Use Transform to define data transformation#
Note
Transformation of input data is a very common operation, especially in the field of computer vision.
The various data transformations provided in: py:mod:megengine.data.transform are implemented based on the abstract class: py:class:~.Transform, of which:
`` apply`` method for a single abstract data samples, the need to achieve ** ** subclasses ( :ref:`Examples below <custom-transform-guide>’);
Various transformation operations can be combined by
Compose
, which is more convenient to use.
We can easily perform corresponding transformation operations when loading data in DataLoader
. For example:
>>> dataloader = DataLoader(dataset, transform=Compose([Resize(32), ToMode('CHW')]))
For more API, please refer to: py:mod:megengine.data.transform module.
Note
With the help of data transformation, we can achieve various goals, including but not limited to:
See also
A large number of
VisionTransform
implementations are provided in MegEngine, and users can also refer to the API documentation for expansion;Some data transformation implementations are referenced from torchvision and OpenMMLab.
MegEngine also provides: py:class:TorchTransformCompose implementation, which is convenient to use the implementation in
torchvision
.
Example:pseudo transformation and custom transformation#
MegEngine provides PseudoTransform
as the default implementation, it does not perform any processing on the input, but directly returns:
class PseudoTransform(Transform):
def apply(self, input: Tuple):
return input
We construct a data ``data’’ for testing:
>>> data = np.arange(9).reshape(3, 3)
>>> data
array([[0, 1, 2],
[3, 4, 5],
[6, 7, 8]])
>>> from megengine.data.transform import PseudoTransform
>>> PseudoTransform().apply(data)
array([[0, 1, 2],
[3, 4, 5],
[6, 7, 8]])
If we want to implement a custom transformation operation, we only need to implement the corresponding ``apply’’ logic by ourselves.
For example, we implement an ``AddOneTransform’’:
>>> from megengine.data.transform import Transform
>>> class AddOneTransform(Transform):
... def apply(self, input):
... return input + 1
>>> AddOneTransform().apply(data)
array([[1, 2, 3],
[4, 5, 6],
[7, 8, 9]])
`` Compose`` may be used to combine data into:
>>> from megengine.data.transform import Compose
>>> composed_transform = Compose([AddOneTransform(), AddOneTransform()])
>>> composed_transform.apply(data)
array([[ 2, 3, 4],
[ 5, 6, 7],
[ 8, 9, 10]])
Finally, our various Transform
implementations should be applied to DataLoader
:
>>> dataloader = DataLoader(dataset, transform=composed_transform)
Warning
The example we give here is relatively simple, assuming that the samples are all single elements, in fact the apply
method supports Tuple type input, and the code logic can handle more complex sample structures.
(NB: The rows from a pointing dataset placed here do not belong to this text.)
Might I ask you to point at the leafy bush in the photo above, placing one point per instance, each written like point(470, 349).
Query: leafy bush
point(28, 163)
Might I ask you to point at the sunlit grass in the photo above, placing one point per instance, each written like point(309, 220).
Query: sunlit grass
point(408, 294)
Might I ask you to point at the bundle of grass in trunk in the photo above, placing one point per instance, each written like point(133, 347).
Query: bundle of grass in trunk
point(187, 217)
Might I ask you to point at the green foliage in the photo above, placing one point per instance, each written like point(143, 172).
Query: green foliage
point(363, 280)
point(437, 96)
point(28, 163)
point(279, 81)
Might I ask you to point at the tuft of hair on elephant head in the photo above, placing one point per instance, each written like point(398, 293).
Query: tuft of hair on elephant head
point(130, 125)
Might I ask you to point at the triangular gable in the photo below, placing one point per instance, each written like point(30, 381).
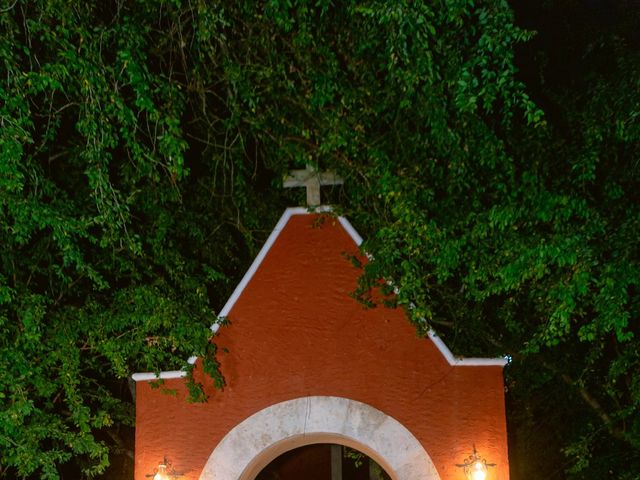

You can refer to:py:class: Implementation of VisionTransform.
See also
可以在官方 ResNet 训练代码 official/vision/classification/resnet/train.py
中找到 DataLoader
通过组合数据变换对数据进行预处理的例子。
Note the difference with Functional#
Users should not be `` megengine.data.transform`` and `` megengine.functional`` Interface confused:
megengine.data.transform
can be regarded as an independent sub-library, which can perform various processing on NumPy’s ndarray data;The implementation in ``megengine.functional’’ is all around the Tensor data structure of MegEngine.
From the process point of view, the user can convert the original data into an ndarray as input, and do some processing through megengine.data.transform
. If you need to participate in model training, the results obtained need to be artificially converted into Tensor before they can be used in the interface in megengine.functional
.
When should data preprocessing happen#
When we get batch data from DataLoader
, if ``Transform’’ is defined, it will be transformed immediately after each sample is loaded.
The data transformation operation also has computational overhead, and the process is usually performed on the CPU device, and some operations will call a library similar to OpenCV
. If we load each sample multiple times (such as training multiple cycles), the transformation operation will also be performed multiple times, which may bring additional overhead. Therefore, in some cases, we will choose to perform the preprocessing operation in an earlier process, that is, directly perform a preprocessing operation on the original data first, so that the input obtained in the DataLoader
is already preprocessed Data, so that you can reduce the Transform
operation as much as possible.
Users should consider that I/O and processing related to raw data may also become a bottleneck in the overall process of model training.